When you hear Belfast Gin's version of "Matty Groves," you hear another completely different version, too.

“We added a bass line, for starters," says Laing. "There’s a bass line, the kit drums, and Aaron does this beautiful thing with the kit drum. And he actually has a maraca that he’s shaking as well while he’s playing, so he gives it this almost reggae-ish flow to the song while he’s playing it. And then you have these very blues-y lyrics going on top of that.”

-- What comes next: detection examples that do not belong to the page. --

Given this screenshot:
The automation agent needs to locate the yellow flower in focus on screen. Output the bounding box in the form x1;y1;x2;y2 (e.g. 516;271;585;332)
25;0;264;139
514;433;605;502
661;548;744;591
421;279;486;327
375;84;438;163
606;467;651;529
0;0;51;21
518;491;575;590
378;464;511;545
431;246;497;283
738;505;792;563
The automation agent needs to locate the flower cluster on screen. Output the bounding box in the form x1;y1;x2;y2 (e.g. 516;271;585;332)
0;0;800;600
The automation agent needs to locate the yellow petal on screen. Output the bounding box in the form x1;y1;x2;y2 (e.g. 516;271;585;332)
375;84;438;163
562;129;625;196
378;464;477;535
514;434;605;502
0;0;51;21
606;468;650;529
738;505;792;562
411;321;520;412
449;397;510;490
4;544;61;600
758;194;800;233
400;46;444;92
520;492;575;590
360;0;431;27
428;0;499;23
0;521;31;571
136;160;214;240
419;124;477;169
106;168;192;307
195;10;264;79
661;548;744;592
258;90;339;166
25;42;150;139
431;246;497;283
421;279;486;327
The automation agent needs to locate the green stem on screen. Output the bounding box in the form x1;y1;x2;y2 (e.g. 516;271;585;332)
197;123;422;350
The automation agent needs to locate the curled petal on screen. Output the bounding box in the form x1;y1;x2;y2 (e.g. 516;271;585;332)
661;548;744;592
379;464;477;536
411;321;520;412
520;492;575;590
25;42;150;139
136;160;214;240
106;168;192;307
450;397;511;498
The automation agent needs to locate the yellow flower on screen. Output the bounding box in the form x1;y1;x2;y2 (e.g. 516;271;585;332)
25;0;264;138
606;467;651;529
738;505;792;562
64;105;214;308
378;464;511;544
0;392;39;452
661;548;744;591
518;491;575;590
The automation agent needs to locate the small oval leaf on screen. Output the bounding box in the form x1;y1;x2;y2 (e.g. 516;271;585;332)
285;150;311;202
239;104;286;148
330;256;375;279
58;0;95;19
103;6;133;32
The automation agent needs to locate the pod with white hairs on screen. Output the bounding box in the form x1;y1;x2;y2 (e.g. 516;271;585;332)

For eleven straight years, Belfast Gin has followed the St. Patrick’s Day circuit in Kalamazoo, playing from nearly dawn until dusk at museums, bars, you name it. For the most part, Laing says, it’s great. But, she says, some of the songs they’re forced to play this time of year can get a little repetitive.

“Yes, we refer to them as green beer songs," Laing explains. "'The Wild Rover,' certainly. 'Whiskey in the Jar.' 'Nancy Whiskey' is one of ours, one of our major favorites from our fans. And, I mean, it’s wonderful to go out there. The thing about Celtic music is the people that follow Celtic music, they are fierce, fierce, followers. We get a slew of people that come, dress up, crazy people. And I love them dearly. And yes, they come out and request the same songs year after year, and sometimes you just gotta roll your eyes and roll with it.”

Despite the occasional inconvenience, Laing says, the St. Patrick’s Day crowd is like nothing else, with nearly everyone trying to dance or song along. That makes it worth it.

“It comes and goes in spurts, because it is a very niche type of music. But there are certain periods that it’s just, it’s just amazing. It’s amazing to be a part of. It certainly gives a lilt to a voice of the Kalamazoo music community for sure.”

You can catch Belfast Gin all over the area on St. Patrick’s Day, on Tuesday, March 17th. They’ll be at Griffin Pub in Battle Creek from 12 p.m. to 3 p.m., then back in Kalamazoo at Bell’s Brewery from 5 p.m. to 9 p.m.